Pixel wise binary classification - which loss function to use?

WeiQin_Chuah · October 7, 2019, 10:13am

I would like my model to predict say K number of planes from an RGB image. After outputting a tensor (final layer is softmax) with size [B K+1 H W], with the +1 being the non-planar mask, I summed up all the planar masks. Therefore, after the summing operation, I will have [B 2 H W]. Also, I have ground-truth labels with 1 indicating planar regions and 0 indicating the nonplanar region.

Just wondering which loss function will be the best for this application?

Also, I’ve tried using cross entropy however the loss becomes nan after 2 iterations.

Thank you.

ptrblck · October 8, 2019, 12:56am

I’m not sure to fully understand your use case, however it seems you are dealing with a two-class classification (2 output channels and two class indices).
If your output has the shape [B, 2, H, W], your target should have the shape [B, H, W] and contain the class indices in the range [0, 1] to be able to use nn.CrossEntropyLoss.
Also, make sure to pass raw logits to this criterion, as internally F.log_softmax and nn.NLLLoss will be applied. If you are using a softmax activation as the last non-linearity, could you please remove it?
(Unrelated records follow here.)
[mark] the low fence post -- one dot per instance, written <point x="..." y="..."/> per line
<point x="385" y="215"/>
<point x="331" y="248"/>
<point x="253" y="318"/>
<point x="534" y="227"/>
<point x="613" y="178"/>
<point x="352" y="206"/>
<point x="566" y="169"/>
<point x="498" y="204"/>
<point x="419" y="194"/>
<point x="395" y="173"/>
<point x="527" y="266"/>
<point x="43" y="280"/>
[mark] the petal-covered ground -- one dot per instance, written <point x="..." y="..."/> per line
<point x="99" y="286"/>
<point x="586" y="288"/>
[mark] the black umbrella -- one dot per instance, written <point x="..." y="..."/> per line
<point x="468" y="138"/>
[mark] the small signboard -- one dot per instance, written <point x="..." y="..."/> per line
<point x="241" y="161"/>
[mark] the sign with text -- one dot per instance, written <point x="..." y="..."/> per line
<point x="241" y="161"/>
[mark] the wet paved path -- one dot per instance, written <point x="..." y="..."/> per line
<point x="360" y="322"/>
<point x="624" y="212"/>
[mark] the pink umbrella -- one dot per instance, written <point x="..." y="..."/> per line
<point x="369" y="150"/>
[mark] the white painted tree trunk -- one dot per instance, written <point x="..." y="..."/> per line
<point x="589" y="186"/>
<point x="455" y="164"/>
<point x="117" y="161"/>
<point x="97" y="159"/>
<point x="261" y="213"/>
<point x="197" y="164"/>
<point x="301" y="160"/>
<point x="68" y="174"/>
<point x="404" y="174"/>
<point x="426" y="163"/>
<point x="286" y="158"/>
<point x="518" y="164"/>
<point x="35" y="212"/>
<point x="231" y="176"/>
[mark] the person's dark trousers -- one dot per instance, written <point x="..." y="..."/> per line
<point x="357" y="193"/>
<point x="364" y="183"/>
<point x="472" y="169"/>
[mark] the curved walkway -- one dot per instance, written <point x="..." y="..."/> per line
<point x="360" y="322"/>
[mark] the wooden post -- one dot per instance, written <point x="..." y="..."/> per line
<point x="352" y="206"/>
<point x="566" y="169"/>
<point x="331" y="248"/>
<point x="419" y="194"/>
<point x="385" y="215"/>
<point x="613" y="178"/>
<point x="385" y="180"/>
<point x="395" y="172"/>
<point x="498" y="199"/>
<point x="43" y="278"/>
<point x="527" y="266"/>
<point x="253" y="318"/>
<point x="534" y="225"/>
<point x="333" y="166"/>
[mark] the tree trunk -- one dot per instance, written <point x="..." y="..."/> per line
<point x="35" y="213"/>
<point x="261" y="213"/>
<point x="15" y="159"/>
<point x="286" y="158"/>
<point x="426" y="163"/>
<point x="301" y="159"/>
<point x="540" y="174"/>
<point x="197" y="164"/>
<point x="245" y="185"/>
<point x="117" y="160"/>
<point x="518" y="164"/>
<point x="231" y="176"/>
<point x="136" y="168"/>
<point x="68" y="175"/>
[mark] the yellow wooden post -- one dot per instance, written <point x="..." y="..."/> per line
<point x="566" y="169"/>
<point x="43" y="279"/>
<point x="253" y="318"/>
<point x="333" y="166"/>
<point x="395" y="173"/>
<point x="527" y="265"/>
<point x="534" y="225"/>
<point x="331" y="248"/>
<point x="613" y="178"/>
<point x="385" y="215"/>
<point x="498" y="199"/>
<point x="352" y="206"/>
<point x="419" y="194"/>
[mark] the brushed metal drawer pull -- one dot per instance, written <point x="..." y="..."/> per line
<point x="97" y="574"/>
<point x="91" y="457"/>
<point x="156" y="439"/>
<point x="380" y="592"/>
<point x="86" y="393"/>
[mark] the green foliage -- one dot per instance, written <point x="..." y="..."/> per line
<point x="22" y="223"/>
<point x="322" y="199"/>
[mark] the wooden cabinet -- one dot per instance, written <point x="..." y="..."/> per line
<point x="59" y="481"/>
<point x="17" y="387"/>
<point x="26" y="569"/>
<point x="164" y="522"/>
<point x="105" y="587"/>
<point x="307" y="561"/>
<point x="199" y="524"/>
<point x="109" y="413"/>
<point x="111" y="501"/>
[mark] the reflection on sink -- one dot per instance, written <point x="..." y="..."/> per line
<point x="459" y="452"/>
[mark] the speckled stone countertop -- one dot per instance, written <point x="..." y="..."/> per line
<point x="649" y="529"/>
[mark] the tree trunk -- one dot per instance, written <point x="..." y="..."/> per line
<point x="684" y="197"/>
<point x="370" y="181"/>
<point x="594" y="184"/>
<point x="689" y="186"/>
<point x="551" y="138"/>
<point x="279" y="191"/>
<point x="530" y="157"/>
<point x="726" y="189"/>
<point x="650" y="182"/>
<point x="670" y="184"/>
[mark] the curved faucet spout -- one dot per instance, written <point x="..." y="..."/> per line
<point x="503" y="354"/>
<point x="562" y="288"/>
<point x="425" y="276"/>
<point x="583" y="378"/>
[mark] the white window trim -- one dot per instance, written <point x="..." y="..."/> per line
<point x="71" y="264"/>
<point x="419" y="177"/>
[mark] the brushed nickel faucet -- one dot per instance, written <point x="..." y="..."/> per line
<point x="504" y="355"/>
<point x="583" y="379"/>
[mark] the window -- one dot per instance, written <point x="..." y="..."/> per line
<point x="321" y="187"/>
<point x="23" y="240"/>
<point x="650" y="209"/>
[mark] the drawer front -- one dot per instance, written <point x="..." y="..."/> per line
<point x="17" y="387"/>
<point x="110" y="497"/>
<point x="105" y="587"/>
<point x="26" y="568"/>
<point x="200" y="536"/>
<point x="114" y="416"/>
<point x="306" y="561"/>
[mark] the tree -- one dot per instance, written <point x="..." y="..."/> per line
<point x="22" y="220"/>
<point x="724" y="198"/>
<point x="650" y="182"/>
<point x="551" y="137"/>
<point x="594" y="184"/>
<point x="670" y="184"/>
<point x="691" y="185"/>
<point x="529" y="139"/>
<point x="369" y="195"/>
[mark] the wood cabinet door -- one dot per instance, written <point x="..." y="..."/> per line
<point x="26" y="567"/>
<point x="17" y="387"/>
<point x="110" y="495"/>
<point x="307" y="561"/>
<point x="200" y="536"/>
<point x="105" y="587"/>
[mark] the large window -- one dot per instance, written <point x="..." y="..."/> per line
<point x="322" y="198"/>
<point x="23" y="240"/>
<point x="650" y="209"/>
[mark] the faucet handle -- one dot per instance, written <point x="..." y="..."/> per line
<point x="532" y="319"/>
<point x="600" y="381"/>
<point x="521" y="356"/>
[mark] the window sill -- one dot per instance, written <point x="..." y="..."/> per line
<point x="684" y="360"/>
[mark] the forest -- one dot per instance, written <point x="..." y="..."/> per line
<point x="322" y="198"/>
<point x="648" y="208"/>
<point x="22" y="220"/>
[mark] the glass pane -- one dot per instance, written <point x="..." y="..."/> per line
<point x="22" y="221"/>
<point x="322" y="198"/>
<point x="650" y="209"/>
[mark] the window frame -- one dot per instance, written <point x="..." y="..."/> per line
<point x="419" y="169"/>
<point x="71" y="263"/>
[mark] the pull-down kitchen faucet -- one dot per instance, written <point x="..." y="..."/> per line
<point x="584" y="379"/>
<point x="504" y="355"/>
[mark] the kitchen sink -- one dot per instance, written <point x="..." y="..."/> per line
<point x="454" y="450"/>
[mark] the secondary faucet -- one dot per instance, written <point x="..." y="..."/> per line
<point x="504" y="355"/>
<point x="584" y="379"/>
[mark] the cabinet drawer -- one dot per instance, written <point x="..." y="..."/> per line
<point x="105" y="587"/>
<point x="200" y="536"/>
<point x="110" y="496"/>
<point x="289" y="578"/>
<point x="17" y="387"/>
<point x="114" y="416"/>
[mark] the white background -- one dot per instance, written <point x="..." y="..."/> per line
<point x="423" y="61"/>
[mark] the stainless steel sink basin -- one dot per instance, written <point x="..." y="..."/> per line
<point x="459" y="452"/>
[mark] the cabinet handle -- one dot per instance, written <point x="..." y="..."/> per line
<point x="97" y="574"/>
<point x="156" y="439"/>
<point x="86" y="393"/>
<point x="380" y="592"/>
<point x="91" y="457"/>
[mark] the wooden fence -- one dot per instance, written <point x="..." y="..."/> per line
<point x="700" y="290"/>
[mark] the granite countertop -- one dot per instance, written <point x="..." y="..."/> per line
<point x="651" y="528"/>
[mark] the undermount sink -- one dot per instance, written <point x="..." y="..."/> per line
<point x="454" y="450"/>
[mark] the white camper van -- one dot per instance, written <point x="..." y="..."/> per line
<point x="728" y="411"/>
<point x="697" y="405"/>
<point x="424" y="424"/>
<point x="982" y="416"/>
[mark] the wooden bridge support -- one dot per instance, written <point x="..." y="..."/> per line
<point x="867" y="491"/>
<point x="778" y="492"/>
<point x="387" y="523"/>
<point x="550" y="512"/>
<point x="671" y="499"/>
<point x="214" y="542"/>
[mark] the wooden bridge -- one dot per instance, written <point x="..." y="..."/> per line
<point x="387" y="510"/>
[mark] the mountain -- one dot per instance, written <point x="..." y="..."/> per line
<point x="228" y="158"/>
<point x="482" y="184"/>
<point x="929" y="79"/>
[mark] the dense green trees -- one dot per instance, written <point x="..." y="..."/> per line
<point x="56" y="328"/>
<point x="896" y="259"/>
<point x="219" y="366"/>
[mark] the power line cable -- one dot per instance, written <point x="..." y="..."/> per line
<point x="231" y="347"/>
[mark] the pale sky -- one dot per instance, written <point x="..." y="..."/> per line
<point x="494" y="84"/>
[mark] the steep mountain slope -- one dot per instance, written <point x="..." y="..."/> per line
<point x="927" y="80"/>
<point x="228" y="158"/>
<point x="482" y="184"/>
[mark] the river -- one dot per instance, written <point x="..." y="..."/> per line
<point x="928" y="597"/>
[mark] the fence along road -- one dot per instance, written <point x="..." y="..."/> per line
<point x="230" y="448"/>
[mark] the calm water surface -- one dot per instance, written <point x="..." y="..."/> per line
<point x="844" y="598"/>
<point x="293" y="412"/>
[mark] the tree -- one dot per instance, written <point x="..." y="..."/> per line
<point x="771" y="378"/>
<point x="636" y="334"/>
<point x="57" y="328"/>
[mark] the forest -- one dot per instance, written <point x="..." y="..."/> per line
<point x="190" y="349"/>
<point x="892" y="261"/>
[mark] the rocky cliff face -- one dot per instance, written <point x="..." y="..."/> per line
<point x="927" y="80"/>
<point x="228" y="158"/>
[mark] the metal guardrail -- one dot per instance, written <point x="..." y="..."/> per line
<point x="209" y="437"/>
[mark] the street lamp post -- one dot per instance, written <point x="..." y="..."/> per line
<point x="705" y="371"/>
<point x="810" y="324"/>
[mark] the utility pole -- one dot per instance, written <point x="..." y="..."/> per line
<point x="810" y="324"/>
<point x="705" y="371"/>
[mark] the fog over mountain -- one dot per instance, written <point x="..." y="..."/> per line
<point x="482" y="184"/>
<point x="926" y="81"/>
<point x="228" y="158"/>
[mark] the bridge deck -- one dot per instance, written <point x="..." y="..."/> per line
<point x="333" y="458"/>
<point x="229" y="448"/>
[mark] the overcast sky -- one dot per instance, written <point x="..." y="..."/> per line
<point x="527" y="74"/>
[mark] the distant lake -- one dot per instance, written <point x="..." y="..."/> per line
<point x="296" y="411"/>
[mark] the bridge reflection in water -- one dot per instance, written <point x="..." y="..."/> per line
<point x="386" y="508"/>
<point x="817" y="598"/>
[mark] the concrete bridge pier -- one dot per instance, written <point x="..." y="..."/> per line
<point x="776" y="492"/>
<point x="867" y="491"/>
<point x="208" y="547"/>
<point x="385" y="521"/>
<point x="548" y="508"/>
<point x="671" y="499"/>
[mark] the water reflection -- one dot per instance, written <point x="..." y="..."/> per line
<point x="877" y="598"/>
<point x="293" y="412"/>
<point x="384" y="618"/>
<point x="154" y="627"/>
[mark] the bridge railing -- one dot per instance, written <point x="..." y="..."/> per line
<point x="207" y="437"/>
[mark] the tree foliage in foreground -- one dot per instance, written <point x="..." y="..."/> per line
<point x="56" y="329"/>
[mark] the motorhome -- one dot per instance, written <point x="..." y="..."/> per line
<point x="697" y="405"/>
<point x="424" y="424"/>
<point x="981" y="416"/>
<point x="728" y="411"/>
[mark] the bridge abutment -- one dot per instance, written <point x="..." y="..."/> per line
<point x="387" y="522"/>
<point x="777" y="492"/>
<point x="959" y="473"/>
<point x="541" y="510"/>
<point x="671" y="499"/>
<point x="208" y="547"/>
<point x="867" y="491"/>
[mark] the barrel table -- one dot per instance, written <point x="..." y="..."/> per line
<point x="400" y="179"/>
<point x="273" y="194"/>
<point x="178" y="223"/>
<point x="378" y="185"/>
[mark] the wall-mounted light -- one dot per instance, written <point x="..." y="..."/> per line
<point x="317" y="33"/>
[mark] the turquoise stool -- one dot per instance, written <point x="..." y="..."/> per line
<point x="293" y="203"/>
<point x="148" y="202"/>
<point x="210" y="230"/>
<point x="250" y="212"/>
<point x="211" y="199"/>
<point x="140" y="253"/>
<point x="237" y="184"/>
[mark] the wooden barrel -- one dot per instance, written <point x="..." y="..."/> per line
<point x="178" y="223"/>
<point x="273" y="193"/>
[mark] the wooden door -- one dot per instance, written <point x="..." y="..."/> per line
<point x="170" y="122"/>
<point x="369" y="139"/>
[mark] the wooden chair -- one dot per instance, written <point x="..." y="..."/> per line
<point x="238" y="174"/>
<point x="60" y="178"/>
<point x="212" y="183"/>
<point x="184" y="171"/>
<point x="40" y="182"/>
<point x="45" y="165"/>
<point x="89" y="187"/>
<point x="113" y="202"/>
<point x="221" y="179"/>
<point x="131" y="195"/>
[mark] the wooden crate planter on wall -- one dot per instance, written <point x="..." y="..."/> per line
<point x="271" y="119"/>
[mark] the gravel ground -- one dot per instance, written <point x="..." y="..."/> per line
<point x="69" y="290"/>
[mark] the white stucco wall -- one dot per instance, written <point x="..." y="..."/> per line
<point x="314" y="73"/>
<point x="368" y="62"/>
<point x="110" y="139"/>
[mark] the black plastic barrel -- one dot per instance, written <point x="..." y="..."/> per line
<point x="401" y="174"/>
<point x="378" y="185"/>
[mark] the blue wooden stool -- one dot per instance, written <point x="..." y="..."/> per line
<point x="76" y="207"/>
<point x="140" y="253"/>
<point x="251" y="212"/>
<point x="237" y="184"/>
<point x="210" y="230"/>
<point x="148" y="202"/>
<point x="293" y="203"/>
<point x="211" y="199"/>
Could you check your inputs for invalid values (Inf or NaN)?
If you can’t find any invalid values, could you lower the learning rate a bit and check, if you get a NaN loss again?

WeiQin_Chuah · October 8, 2019, 1:34am

After some digging in PyTorch documentation, I found BCEloss which is cross entropy loss for binary classification. Shouldn’t I use that instead? I can repeat my target from [B, H, W] to [B, 2, H, W] so that it matches the shape of my output.
And by using BCEloss, I will not have to remove the last layer of cross entropy loss.

I tried using cross entropy loss as you suggested but I am getting another error:

RuntimeError: copy_if failed to synchronize: device-side assert triggered

ptrblck · October 8, 2019, 1:37am

nn.BCE(WithLogits)Loss would be the alternative and your output and target should then both have the shape of [B, 1, H, W].
I would recommend to use nn.BCEWithLogitsLoss for numerical stability and still remove the last activation layer (sigmoid for nn.BCELoss).